Today’s guest bloggers responded to a call-out we made in the summer for young ambassadors from Leeds to work in the International Relations team in our French twin city of Lille. Rhiannon Copeland and Megan Dunworth tell us about their first few months in their exciting role.

We left Leeds at the end of October 2018 as fresh graduates looking forward to starting a new professional experience at Lille City Council. As a fellow northern, industrial, cosmopolitan city, Lille did not feel too far from home, yet its Flemish architecture, sweet-smelling waffles and not-so-sweet smelling cheese (Maroilles) soon made it clear we were no longer in Yorkshire!
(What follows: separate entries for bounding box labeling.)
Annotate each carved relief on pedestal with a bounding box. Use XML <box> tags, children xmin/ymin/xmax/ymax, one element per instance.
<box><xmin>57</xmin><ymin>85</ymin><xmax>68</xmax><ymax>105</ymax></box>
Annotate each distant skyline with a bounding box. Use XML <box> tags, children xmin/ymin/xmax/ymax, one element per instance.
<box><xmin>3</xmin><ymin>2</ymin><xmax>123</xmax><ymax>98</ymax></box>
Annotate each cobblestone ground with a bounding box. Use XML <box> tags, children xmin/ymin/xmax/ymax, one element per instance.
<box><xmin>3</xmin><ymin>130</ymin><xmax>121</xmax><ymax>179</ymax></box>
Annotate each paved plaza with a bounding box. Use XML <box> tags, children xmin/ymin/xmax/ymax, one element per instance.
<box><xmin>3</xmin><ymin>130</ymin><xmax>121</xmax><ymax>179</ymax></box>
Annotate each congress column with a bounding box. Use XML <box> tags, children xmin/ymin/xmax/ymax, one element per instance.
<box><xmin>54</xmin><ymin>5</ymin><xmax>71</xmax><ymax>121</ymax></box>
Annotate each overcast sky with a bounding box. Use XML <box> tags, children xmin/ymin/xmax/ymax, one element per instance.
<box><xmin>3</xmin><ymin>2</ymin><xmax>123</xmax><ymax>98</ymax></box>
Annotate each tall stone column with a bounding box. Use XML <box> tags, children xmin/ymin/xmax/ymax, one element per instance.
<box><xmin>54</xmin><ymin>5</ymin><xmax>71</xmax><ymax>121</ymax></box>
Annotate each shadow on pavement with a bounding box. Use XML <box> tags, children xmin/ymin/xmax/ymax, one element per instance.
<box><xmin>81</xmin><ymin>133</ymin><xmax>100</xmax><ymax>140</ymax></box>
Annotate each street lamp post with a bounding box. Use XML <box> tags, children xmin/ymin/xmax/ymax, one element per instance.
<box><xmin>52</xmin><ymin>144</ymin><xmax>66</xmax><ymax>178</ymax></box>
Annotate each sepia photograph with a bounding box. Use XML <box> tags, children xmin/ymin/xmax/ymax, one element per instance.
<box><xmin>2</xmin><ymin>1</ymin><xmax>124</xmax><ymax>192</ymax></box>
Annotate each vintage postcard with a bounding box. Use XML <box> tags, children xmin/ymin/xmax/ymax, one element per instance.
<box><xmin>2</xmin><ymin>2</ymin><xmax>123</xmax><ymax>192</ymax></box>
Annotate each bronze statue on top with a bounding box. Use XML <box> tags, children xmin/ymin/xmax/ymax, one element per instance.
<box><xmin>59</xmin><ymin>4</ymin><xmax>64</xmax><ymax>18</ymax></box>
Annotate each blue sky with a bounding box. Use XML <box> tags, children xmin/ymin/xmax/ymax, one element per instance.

We grew up together in Leeds attending the same primary and secondary schools before deciding to study French at universities in different cities. We both spent an ERASMUS year living in France during our studies; upon finishing our degree, we were keen to go back to gain more experience in a French working environment as well as improving our language skills and benefiting from French culture. This led us to come across a post on the International Relations Leeds blog, advertising an 8 month paid work experience post at the City Council in Lille. Without realising the other had also applied, we found ourselves accepted onto the programme and in the same city once again!

As part of our role in the International Relations department, we work on projects, events and collaborations between Lille and its fifteen partner cities. These projects are varied and involve creating links with diverse organisations, locally and internationally. The links concentrate on key themes including: youth mobility, sustainable development, education, culture and urban planning.

More recently we have been working on more specific projects. For Megan, she has been following a scheme with Nablus in Palestine which aims to restore important heritage sites in the city’s old town. Urban Planning students from Lille and Nablus are working together on important research covering both cities’ restoration projects. She also is collaborating on organisation for joint sports events with Lille, Cologne and Esch-sur-Alzette. For Rhiannon, she is following Lille’s ongoing promotion of international youth mobility, liaising with key associations who work with young people in the region. In the past few weeks, she has been supporting the organisation of a new project focusing on an arts education exchange between primary schools in Leeds and Lille.

One of the highlights of the programme was taking part in the sixtieth anniversary celebrations of Lille’s partner cities (including 50 years partnership with Leeds) during the Festival of International Solidarity. The fifteenth edition of the festival saw many cultural and educational events promoting international unity. It also welcomed delegations from Lille’s partner cities to participate in a round table discussion where representatives exchanged best practises and ideas for reducing carbon emissions. The event was a great opportunity to meet delegations from all over the world and discover their different initiatives for tackling climate change at a local level.

During our time in the International Relations department, we have gained an important insight into cross-border cooperation, city diplomacy and Lille’s vibrant cultural scene. In the next few months, we are looking forward to following the development of existing projects and taking on challenges as new projects evolve.